Drugi raz wchodzi do tej samej rzeki
Szczypiński ponownie stanął za kamerą. W przerwie między filmami o księdzu Ulitzce nie próżnuje, tylko zbiera materiały do dokumentu o rzece Psinie.
Adrian Szczypiński słynny raciborski dokumentalista kręci kolejny swój film. Będzie to kontynuacja jego wcześniejszego obrazu, zrealizowanego w minionej dekadzie – „Z biegiem Psinki” o dawnej rzece płynącej przez Racibórz.
Teraz twórca historycznych dokumentów zajmie się także rzeką Psiną, z której kanał Psinka brał wodę.

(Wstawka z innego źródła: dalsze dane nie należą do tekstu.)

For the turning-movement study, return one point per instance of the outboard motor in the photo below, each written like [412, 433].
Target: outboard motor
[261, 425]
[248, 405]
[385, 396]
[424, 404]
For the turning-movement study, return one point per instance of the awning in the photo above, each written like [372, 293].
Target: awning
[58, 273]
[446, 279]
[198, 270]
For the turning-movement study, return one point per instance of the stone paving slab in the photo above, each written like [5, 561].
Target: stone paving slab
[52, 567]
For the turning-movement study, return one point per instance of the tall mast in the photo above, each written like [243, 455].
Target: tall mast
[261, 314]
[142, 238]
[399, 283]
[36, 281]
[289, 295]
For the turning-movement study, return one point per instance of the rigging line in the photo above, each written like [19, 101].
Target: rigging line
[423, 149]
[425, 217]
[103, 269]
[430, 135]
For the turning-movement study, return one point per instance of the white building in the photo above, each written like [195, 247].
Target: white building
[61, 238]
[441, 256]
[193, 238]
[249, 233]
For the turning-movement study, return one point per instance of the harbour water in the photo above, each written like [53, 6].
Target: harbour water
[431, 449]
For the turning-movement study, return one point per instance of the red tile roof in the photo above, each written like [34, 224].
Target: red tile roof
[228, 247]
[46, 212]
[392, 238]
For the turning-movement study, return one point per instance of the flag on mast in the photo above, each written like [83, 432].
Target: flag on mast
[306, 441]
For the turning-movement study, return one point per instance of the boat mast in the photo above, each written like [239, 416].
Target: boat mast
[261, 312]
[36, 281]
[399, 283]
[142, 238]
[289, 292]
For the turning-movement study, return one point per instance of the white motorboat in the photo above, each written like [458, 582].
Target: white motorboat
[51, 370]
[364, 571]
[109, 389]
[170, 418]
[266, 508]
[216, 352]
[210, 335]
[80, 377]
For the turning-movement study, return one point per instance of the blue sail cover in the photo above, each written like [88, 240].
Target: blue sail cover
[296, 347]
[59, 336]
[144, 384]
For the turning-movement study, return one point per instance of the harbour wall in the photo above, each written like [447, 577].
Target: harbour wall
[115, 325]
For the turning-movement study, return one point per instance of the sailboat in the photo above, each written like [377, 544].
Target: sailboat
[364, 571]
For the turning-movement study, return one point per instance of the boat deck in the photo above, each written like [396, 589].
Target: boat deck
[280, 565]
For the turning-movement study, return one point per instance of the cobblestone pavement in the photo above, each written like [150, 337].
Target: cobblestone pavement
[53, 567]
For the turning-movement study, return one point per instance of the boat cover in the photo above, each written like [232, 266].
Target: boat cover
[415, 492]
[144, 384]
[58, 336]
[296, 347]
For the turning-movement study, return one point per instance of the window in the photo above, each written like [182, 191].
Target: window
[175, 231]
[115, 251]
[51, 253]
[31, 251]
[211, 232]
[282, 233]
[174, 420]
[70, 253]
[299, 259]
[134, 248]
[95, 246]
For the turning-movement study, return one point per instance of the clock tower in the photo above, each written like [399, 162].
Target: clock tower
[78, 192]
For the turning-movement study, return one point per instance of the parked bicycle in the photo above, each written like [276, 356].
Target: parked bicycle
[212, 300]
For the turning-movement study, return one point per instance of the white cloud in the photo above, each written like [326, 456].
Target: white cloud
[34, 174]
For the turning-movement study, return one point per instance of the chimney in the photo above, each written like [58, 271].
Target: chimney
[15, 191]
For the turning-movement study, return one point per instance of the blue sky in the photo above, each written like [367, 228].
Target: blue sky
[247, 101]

– Rzeka przy niemal każdej wsi posiadała swoje sztuczne odgałęzienia, młynówki, których nurt napędzał młyny – tłumaczy Szczypiński.

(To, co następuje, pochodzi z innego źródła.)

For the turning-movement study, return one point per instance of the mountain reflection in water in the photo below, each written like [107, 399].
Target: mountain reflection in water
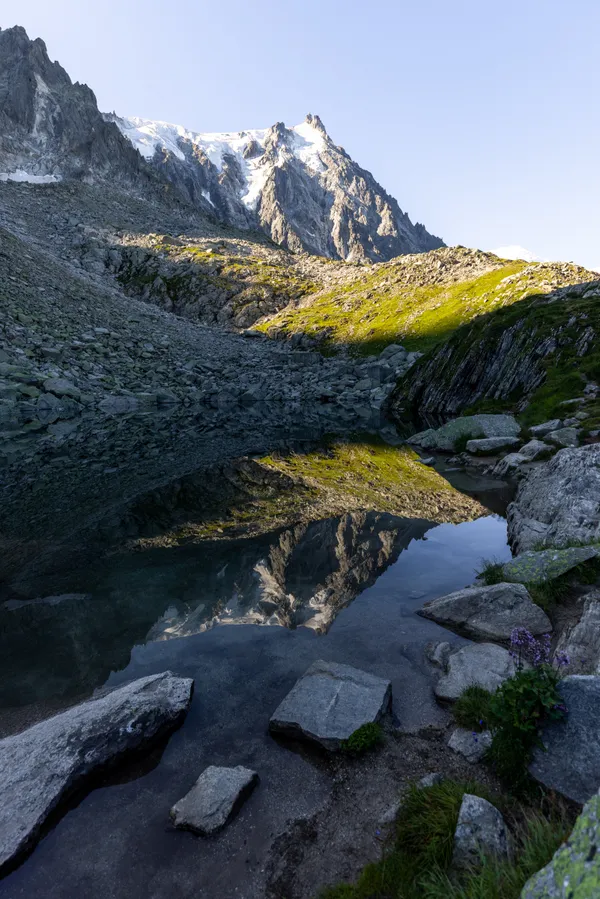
[159, 565]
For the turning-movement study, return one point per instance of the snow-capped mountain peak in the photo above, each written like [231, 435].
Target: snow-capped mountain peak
[293, 183]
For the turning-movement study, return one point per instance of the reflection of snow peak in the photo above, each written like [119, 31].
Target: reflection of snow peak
[20, 175]
[148, 137]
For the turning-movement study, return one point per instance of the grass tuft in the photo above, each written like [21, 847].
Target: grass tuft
[417, 866]
[472, 709]
[365, 738]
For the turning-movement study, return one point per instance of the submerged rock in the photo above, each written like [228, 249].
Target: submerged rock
[538, 567]
[482, 664]
[42, 764]
[558, 502]
[330, 702]
[564, 437]
[486, 446]
[536, 449]
[574, 872]
[545, 428]
[488, 613]
[213, 798]
[480, 829]
[569, 760]
[471, 426]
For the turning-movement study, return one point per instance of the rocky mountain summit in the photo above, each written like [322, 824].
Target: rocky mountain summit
[294, 184]
[50, 128]
[305, 192]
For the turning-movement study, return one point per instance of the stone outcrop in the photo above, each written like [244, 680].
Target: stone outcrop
[569, 759]
[472, 426]
[580, 643]
[504, 353]
[50, 128]
[482, 664]
[43, 764]
[545, 565]
[488, 613]
[480, 829]
[574, 872]
[558, 503]
[330, 702]
[215, 796]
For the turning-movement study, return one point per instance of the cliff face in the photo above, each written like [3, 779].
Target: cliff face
[527, 356]
[50, 128]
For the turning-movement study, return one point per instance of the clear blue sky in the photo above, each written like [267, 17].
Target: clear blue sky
[481, 118]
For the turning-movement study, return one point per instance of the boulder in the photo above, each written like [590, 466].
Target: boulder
[217, 793]
[510, 466]
[330, 702]
[574, 872]
[480, 829]
[569, 759]
[41, 765]
[61, 387]
[547, 564]
[564, 437]
[483, 664]
[581, 643]
[438, 653]
[536, 449]
[558, 502]
[430, 780]
[471, 426]
[473, 746]
[488, 613]
[545, 427]
[486, 446]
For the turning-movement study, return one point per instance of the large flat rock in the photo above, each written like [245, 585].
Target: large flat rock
[547, 564]
[217, 793]
[482, 664]
[330, 702]
[569, 761]
[488, 613]
[44, 763]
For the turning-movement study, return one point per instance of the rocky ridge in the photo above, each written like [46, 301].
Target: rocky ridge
[294, 184]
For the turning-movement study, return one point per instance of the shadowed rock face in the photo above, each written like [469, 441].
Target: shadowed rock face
[41, 765]
[322, 203]
[52, 127]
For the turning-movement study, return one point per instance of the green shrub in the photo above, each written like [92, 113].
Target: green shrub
[517, 710]
[472, 708]
[417, 866]
[366, 737]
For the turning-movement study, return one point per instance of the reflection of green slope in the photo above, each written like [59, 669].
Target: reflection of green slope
[296, 577]
[275, 491]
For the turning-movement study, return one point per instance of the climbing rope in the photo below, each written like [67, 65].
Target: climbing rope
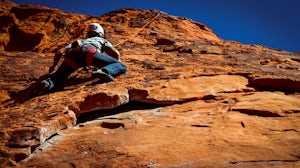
[123, 42]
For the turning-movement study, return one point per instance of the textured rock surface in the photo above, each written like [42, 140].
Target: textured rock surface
[189, 99]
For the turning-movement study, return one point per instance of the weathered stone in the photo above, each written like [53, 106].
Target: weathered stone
[198, 101]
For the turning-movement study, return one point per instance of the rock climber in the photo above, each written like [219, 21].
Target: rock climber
[94, 50]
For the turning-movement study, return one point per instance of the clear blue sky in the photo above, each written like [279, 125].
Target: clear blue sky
[272, 23]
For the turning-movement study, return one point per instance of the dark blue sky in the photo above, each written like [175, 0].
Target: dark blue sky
[271, 23]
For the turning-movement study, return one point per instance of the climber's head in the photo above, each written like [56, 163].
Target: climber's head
[95, 30]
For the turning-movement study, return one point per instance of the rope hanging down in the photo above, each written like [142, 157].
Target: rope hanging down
[156, 16]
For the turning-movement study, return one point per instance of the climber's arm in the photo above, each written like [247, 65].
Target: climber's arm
[111, 51]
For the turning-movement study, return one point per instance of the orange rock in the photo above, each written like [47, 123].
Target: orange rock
[189, 99]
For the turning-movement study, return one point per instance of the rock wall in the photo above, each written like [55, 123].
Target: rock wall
[189, 99]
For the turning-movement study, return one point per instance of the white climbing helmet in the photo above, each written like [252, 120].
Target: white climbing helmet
[96, 27]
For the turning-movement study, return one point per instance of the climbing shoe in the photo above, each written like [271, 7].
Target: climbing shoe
[43, 88]
[103, 75]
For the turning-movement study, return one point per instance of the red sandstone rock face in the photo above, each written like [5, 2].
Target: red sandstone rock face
[189, 99]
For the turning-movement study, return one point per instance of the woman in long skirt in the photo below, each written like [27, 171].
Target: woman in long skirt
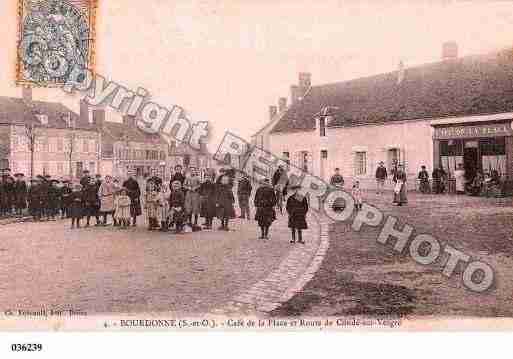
[225, 201]
[265, 200]
[400, 192]
[122, 209]
[163, 208]
[151, 204]
[208, 193]
[106, 194]
[192, 198]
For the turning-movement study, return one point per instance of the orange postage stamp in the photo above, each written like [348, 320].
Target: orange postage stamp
[54, 37]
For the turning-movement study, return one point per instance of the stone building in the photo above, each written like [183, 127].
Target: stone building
[458, 110]
[64, 144]
[125, 148]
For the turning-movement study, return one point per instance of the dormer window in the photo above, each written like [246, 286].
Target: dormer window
[322, 126]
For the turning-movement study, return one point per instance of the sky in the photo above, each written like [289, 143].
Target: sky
[226, 61]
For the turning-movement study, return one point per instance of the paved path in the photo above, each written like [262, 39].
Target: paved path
[106, 270]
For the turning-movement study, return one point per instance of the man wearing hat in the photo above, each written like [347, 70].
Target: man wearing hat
[86, 178]
[54, 199]
[34, 198]
[20, 193]
[44, 188]
[244, 189]
[8, 192]
[381, 176]
[265, 200]
[134, 192]
[65, 193]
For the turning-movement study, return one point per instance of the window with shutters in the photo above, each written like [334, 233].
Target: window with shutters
[286, 157]
[303, 161]
[360, 164]
[322, 126]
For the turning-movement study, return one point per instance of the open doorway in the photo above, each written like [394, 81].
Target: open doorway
[471, 159]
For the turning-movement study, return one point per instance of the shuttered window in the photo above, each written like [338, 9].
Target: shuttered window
[360, 163]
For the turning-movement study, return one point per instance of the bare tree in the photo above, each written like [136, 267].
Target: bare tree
[32, 135]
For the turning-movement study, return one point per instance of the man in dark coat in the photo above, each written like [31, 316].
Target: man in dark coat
[424, 180]
[44, 187]
[53, 199]
[265, 200]
[34, 199]
[224, 201]
[65, 199]
[439, 176]
[134, 192]
[177, 176]
[156, 180]
[86, 178]
[244, 189]
[381, 176]
[208, 201]
[176, 206]
[20, 194]
[91, 202]
[297, 208]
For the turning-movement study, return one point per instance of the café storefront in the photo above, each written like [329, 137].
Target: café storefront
[484, 147]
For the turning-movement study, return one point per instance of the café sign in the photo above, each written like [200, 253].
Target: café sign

Odnalazł na rubieżach Bieńkowic pozostałości młyna. Przepływająca przez niego młynówka jest drożna.
– To stanowi miłą odmianę wobec zarośniętych i niedrożnych pozostałości w innych wsiach – zauważa A. Szczypiński.
Realizację części filmu poświęconą bieńkowickiej części Psiny umożliwili twórcy Monika i Sebastian Henklowie – właściciele terenu.